🧠 RAG Configuration & Strategies
Configure intelligent search and retrieval for optimal AI responses using advanced RAG strategies
🎯 Overview
Archon's RAG (Retrieval-Augmented Generation) system provides configurable search strategies to optimize how your AI agents find and use information from your knowledge base. This guide covers configuration options and optimization strategies.

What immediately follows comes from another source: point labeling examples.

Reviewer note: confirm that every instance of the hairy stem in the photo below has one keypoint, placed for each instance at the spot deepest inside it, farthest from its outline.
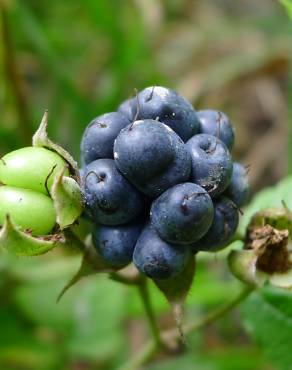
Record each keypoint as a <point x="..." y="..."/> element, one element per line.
<point x="144" y="294"/>
<point x="152" y="347"/>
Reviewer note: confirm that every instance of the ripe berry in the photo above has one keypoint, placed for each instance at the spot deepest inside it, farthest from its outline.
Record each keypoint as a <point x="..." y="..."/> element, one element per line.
<point x="110" y="198"/>
<point x="31" y="168"/>
<point x="151" y="156"/>
<point x="182" y="214"/>
<point x="216" y="123"/>
<point x="224" y="225"/>
<point x="158" y="259"/>
<point x="99" y="136"/>
<point x="116" y="243"/>
<point x="28" y="209"/>
<point x="167" y="106"/>
<point x="127" y="109"/>
<point x="211" y="163"/>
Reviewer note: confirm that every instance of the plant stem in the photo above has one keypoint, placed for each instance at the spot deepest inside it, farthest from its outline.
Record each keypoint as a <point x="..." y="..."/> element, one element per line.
<point x="213" y="315"/>
<point x="152" y="347"/>
<point x="144" y="294"/>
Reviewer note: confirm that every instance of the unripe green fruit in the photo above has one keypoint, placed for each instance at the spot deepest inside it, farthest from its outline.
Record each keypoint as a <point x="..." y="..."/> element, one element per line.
<point x="28" y="209"/>
<point x="30" y="168"/>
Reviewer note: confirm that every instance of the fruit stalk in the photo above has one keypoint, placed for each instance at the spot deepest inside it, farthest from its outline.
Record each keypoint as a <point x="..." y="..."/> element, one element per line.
<point x="144" y="294"/>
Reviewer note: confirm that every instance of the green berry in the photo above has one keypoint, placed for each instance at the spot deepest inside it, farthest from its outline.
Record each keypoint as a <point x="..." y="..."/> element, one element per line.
<point x="29" y="210"/>
<point x="31" y="168"/>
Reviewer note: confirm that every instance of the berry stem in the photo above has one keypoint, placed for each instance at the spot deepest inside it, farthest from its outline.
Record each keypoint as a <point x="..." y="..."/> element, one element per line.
<point x="151" y="348"/>
<point x="145" y="297"/>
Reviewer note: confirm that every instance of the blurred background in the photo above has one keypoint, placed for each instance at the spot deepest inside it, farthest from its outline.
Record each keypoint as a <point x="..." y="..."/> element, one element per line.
<point x="81" y="59"/>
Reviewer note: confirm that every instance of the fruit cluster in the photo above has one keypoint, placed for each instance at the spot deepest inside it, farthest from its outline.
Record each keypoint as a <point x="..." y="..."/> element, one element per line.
<point x="26" y="178"/>
<point x="159" y="182"/>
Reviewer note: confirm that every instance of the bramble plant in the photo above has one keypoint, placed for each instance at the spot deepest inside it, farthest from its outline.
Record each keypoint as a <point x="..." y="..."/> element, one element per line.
<point x="158" y="186"/>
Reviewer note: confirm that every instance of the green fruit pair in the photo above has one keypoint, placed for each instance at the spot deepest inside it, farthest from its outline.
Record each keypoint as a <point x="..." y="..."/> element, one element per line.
<point x="27" y="176"/>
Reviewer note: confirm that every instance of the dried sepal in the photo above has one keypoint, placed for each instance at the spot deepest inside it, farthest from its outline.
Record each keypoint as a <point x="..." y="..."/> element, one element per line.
<point x="41" y="139"/>
<point x="67" y="198"/>
<point x="21" y="243"/>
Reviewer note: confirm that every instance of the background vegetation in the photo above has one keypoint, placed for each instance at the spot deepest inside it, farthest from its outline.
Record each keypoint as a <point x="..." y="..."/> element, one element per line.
<point x="80" y="59"/>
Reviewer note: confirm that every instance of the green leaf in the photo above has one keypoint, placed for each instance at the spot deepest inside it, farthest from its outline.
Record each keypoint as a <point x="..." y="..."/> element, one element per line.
<point x="176" y="290"/>
<point x="91" y="264"/>
<point x="67" y="198"/>
<point x="23" y="244"/>
<point x="288" y="6"/>
<point x="89" y="319"/>
<point x="270" y="324"/>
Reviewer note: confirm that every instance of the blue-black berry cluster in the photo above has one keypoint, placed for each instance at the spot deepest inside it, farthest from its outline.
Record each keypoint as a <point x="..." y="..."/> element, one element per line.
<point x="159" y="182"/>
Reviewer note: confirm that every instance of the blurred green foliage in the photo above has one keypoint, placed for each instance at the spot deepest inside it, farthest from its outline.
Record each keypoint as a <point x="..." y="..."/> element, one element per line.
<point x="80" y="59"/>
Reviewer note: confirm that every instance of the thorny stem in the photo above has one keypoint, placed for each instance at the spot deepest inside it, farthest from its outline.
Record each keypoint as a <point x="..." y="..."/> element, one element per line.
<point x="152" y="348"/>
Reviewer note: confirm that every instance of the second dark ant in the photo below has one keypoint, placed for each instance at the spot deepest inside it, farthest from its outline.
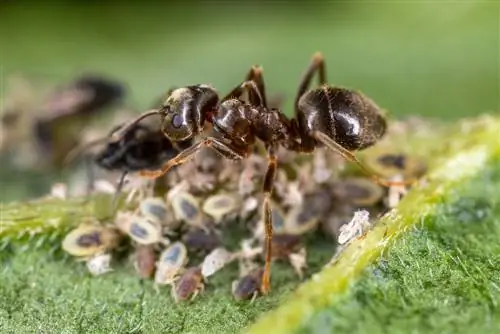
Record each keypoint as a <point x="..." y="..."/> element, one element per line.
<point x="140" y="148"/>
<point x="341" y="119"/>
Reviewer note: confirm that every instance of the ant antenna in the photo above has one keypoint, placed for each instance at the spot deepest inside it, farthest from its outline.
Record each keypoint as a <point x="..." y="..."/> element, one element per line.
<point x="124" y="129"/>
<point x="118" y="190"/>
<point x="82" y="148"/>
<point x="328" y="142"/>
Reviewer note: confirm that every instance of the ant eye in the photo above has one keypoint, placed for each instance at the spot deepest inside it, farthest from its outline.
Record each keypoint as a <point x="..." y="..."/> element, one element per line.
<point x="177" y="121"/>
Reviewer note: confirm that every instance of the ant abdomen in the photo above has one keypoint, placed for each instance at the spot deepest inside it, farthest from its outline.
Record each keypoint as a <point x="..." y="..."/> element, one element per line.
<point x="348" y="117"/>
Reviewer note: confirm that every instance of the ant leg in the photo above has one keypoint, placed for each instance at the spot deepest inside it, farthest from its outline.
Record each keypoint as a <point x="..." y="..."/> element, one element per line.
<point x="272" y="166"/>
<point x="317" y="64"/>
<point x="214" y="143"/>
<point x="90" y="173"/>
<point x="349" y="156"/>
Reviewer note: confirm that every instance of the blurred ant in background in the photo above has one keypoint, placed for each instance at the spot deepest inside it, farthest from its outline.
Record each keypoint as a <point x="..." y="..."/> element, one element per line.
<point x="341" y="119"/>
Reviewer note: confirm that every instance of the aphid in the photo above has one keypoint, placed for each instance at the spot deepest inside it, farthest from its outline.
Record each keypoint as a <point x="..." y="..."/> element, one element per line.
<point x="201" y="240"/>
<point x="87" y="240"/>
<point x="395" y="193"/>
<point x="298" y="262"/>
<point x="154" y="208"/>
<point x="285" y="244"/>
<point x="290" y="247"/>
<point x="170" y="263"/>
<point x="145" y="260"/>
<point x="390" y="163"/>
<point x="359" y="223"/>
<point x="248" y="207"/>
<point x="142" y="230"/>
<point x="215" y="261"/>
<point x="99" y="264"/>
<point x="187" y="208"/>
<point x="341" y="119"/>
<point x="189" y="285"/>
<point x="248" y="286"/>
<point x="220" y="205"/>
<point x="279" y="223"/>
<point x="358" y="191"/>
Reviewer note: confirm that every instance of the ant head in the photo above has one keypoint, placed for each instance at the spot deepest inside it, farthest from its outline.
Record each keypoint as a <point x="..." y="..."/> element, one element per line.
<point x="184" y="111"/>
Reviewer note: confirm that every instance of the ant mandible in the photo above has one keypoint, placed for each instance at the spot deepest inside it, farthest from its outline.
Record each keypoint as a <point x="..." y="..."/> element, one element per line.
<point x="341" y="119"/>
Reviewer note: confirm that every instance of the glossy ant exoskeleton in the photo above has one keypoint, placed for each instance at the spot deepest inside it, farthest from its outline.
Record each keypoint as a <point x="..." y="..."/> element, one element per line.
<point x="341" y="119"/>
<point x="140" y="148"/>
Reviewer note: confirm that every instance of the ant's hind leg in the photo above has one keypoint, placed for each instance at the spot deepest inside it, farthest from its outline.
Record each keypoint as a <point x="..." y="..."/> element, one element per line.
<point x="268" y="223"/>
<point x="214" y="143"/>
<point x="317" y="64"/>
<point x="349" y="156"/>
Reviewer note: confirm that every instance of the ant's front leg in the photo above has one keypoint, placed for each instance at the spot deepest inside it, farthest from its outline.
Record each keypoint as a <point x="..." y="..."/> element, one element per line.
<point x="317" y="64"/>
<point x="272" y="167"/>
<point x="224" y="149"/>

Access RAG settings in the Web Interface → Settings → RAG Settings for easy configuration without code changes.
🛠️ RAG Configuration Options
Core Settings
| Setting | Description | Default | Impact |
|---|---|---|---|
| MODEL_CHOICE | Chat model for query enhancement | gpt-4o-mini | Response quality |
| EMBEDDING_MODEL | Model for vector embeddings | text-embedding-3-small | Search accuracy |
| LLM_PROVIDER | Provider (openai/google/ollama/) | openai | Model availability |
Advanced Strategies
| Strategy | Purpose | Performance Impact | Use Cases |
|---|---|---|---|
| Contextual Embeddings | Enhanced embeddings with context | +30% accuracy, +2x time | Technical docs, code |
| Hybrid Search | Vector + keyword combination | +20% accuracy, +50% time | Mixed content types |
| Agentic RAG | AI-powered query enhancement | +40% accuracy, +3x time | Complex queries |
| Reranking | AI-powered result reordering | +25% accuracy, +2x time | High-precision needs |
⚙️ Configuration Strategies
1. Basic Configuration (Fastest)
Best for: General documentation, simple queries
# Minimal settings for speed
USE_CONTEXTUAL_EMBEDDINGS=false
USE_HYBRID_SEARCH=false
USE_AGENTIC_RAG=false
USE_RERANKING=false
2. Balanced Configuration (Recommended)
Best for: Most production use cases
# Balanced performance and accuracy
USE_CONTEXTUAL_EMBEDDINGS=true
CONTEXTUAL_EMBEDDINGS_MAX_WORKERS=3
USE_HYBRID_SEARCH=true
USE_AGENTIC_RAG=false
USE_RERANKING=false
3. High-Accuracy Configuration
Best for: Critical applications, complex technical docs
# Maximum accuracy (slower)
USE_CONTEXTUAL_EMBEDDINGS=true
CONTEXTUAL_EMBEDDINGS_MAX_WORKERS=3
USE_HYBRID_SEARCH=true
USE_AGENTIC_RAG=true
USE_RERANKING=true
🔍 RAG Strategies Explained
Contextual Embeddings
Enhances embeddings with surrounding document context
- How It Works
- Configuration
# Standard embedding
"authentication" → [0.1, 0.3, 0.7, ...]
# Contextual embedding (with document context)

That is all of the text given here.